Sim also brings up a stickier wicket, the idea that Fantagraphics may simply be uncomfortable in publishing some of the later Cerebus material due to the publishers' objection to that material's take on male/female relationships. I'm not sure this is a deal-killer, either, but it's a more intriguing thing to negotiate than Sim's largely imaginary conception of what Fantagraphics does. A more practical concern raised is that the length of a publishing contract to cover multiple books -- which would seem required according to what a publisher might see as rewarding from such a project -- might be tough given the changing publishing landscape. That is sort of true, in a generic sense, although it's also avoidable if you have a smart contract and that a contract may not be so flexible as to maximize every potential development at all times is a risk that all contracts have. It's not really a slam dunk issue, either. There's a Sim assertion that anyone making a deal in 2007 super-regrets it in 2012 that I can't imagine is true, at Fantagraphics or just about anywhere else.

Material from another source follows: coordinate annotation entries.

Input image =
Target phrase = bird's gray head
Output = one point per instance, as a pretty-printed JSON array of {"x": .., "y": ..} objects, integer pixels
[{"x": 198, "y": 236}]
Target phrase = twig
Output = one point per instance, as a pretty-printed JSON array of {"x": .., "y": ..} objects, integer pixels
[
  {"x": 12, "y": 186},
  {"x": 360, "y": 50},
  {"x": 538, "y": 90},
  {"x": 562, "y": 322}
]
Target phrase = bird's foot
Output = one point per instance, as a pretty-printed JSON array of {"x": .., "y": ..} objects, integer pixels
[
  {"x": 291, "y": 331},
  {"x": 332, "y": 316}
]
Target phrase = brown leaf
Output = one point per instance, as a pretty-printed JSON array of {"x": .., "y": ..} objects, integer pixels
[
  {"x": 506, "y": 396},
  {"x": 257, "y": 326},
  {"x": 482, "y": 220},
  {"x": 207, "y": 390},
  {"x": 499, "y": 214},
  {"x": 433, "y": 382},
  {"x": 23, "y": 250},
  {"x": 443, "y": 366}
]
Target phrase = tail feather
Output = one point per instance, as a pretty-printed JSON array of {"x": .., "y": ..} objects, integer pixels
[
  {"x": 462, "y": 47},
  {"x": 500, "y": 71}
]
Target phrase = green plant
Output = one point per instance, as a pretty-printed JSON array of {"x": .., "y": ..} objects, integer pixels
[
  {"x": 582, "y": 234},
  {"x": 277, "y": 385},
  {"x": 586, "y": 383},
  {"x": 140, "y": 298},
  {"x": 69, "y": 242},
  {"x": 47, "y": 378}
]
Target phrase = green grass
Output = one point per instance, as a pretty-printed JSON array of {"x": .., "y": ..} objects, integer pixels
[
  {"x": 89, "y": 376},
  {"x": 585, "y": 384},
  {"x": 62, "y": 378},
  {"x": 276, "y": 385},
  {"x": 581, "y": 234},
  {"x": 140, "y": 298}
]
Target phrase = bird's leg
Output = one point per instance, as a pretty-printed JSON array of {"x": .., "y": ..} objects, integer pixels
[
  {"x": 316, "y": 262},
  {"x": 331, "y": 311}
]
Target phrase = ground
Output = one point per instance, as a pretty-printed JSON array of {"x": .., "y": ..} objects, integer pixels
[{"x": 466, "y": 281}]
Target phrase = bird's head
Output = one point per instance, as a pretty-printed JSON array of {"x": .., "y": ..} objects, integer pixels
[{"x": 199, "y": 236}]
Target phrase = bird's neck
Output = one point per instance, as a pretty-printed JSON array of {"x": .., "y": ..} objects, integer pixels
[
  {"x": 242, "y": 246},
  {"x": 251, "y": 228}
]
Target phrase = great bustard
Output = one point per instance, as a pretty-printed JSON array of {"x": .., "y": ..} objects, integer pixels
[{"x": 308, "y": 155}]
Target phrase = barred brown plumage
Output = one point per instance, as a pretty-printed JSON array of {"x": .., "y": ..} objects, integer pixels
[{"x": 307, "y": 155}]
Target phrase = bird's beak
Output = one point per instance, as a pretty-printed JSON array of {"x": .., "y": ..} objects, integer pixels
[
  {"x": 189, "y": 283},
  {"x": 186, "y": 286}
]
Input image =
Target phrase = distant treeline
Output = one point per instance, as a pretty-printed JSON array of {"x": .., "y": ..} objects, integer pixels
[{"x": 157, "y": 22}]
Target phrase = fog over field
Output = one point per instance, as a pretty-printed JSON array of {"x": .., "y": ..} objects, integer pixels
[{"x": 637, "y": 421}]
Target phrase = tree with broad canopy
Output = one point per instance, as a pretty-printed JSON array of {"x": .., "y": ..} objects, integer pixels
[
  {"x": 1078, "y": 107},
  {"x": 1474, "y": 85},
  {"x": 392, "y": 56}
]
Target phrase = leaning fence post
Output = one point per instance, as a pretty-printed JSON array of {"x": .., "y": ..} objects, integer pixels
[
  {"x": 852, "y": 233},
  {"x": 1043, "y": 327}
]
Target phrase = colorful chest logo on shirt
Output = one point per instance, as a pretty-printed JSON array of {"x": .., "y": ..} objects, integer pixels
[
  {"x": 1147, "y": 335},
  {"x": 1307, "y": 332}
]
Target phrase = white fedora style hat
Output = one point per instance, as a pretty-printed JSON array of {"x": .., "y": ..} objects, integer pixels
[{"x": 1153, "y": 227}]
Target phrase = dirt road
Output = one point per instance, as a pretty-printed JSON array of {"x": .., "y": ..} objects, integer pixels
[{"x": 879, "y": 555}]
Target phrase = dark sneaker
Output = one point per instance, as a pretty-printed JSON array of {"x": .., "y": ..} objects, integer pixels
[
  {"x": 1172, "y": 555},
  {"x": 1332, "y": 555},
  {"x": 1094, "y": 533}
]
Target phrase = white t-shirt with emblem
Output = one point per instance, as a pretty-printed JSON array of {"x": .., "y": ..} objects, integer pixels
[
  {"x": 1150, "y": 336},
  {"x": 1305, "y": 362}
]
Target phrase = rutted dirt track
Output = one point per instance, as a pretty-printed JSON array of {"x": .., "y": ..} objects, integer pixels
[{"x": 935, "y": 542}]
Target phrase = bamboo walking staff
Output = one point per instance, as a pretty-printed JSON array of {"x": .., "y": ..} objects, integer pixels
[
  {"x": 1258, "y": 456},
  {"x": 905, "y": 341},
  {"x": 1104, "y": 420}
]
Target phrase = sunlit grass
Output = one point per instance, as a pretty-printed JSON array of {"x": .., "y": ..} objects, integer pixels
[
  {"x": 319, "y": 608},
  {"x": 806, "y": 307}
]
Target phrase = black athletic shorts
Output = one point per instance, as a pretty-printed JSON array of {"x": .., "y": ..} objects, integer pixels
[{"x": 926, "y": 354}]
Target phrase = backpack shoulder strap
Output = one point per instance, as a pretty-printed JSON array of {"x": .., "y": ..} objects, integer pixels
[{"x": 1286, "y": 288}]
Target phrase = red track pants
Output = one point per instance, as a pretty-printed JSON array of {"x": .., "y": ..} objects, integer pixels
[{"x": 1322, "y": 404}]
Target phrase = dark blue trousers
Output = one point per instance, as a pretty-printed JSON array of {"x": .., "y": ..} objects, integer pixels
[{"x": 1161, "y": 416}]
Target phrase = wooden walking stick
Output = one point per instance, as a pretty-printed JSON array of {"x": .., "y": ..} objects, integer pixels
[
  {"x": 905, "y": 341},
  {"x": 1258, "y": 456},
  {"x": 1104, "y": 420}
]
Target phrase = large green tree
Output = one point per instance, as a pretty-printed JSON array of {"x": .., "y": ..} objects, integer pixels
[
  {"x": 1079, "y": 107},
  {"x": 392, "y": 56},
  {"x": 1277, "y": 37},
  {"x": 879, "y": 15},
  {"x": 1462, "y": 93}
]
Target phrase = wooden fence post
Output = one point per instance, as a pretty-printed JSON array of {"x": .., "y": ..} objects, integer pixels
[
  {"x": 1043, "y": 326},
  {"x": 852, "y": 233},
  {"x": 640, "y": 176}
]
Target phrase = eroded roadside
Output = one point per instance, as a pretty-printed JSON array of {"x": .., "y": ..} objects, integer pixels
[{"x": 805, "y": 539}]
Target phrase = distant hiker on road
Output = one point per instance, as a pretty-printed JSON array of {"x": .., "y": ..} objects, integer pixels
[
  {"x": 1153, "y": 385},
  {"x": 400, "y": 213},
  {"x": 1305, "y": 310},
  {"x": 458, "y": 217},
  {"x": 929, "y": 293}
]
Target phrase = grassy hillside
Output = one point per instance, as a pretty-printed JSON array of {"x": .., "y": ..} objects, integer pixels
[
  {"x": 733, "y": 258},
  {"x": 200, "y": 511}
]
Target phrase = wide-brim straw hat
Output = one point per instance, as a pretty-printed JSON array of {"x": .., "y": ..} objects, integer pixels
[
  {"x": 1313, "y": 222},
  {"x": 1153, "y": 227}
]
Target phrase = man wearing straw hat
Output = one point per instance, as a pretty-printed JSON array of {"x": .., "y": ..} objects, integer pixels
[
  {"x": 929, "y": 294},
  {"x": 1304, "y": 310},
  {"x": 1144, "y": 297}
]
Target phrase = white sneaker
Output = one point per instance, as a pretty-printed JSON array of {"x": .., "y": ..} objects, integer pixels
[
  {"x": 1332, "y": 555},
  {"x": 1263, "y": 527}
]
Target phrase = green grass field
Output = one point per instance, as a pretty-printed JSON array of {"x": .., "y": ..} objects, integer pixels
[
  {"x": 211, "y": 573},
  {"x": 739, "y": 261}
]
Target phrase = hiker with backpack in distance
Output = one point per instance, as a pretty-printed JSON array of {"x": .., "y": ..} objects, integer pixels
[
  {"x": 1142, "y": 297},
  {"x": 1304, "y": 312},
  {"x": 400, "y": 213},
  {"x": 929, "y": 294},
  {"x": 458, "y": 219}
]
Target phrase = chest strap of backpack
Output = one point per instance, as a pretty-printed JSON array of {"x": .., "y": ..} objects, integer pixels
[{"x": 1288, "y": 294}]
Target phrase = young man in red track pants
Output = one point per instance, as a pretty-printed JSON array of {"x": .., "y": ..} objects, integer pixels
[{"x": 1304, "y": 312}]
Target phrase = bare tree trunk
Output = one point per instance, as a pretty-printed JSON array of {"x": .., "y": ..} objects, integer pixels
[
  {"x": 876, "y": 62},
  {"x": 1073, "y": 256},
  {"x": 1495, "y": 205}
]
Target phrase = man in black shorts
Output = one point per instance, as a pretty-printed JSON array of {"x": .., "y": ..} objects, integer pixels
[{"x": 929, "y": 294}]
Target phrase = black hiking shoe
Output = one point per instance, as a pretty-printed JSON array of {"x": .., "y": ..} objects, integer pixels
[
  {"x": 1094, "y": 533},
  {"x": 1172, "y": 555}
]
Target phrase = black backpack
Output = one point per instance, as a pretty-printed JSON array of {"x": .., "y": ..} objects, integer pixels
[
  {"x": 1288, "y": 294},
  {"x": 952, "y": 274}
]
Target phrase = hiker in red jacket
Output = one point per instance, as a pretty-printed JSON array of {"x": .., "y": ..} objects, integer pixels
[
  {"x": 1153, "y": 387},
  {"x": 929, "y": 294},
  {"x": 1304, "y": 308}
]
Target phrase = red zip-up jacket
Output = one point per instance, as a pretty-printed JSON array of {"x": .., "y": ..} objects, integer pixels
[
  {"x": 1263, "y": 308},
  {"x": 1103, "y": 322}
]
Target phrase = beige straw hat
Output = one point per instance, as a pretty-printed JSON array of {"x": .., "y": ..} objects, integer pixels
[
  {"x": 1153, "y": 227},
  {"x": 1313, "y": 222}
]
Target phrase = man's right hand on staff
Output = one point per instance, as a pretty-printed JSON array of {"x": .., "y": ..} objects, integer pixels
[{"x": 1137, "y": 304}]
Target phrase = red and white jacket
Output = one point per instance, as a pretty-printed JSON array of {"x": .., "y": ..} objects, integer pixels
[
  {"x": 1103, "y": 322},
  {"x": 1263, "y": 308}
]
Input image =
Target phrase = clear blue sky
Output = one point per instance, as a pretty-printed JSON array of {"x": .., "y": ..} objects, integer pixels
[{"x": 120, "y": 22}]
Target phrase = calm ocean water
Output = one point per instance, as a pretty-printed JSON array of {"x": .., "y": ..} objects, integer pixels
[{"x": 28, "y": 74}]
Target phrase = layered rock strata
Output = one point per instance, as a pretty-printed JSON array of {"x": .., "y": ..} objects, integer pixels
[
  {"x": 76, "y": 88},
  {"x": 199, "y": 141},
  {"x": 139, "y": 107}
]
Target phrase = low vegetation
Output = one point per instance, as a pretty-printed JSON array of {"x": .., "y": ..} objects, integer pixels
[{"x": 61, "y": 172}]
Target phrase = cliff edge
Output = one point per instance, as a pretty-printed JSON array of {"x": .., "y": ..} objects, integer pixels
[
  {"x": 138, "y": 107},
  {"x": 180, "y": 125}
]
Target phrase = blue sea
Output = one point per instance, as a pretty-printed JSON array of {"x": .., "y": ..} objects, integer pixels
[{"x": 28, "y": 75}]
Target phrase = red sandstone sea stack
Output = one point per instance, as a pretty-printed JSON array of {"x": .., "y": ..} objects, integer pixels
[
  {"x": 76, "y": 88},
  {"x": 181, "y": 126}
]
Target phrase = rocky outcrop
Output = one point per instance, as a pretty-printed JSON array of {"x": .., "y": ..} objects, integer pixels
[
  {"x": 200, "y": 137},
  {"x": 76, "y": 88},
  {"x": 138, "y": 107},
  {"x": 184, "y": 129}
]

There's also an argumentative thread to the discussion over there where people debate whether or not the work appeals and how, which seems completely bizarre to a discussion of a publishing initiative. The work is what it is.

I would think the counter-offer is that Fantagraphics make a multiple-volume set out of the first half of that series, starting with High Society, making two books from Cerebus #1-25, making three books from Church and State and all eight to be released over a four-year period after which everyone can take a step back and see where things stand. I'd be happy to write supplementary material for such a series with a picture of Jeet Heer over my desk with an X through it, if that helps.

This doesn't seem hugely complicated to me. I think there are a number of people that would like pretty good editions of some of those books, whether to try them out for the first time or to replace copies they have for a library of re-reading. I think a lot of stores would like to stock them. I think a lot of conventions and stores would like to program around such books. I think there are a few people in bookstores that would pick up a handsome edition of "Palnu And Other Stories" or whatever with a picture of Groucho Marx in a toga on it. I don't think the Sunday Book Review is likely to run a piece, but I don't all the way know because I never read it.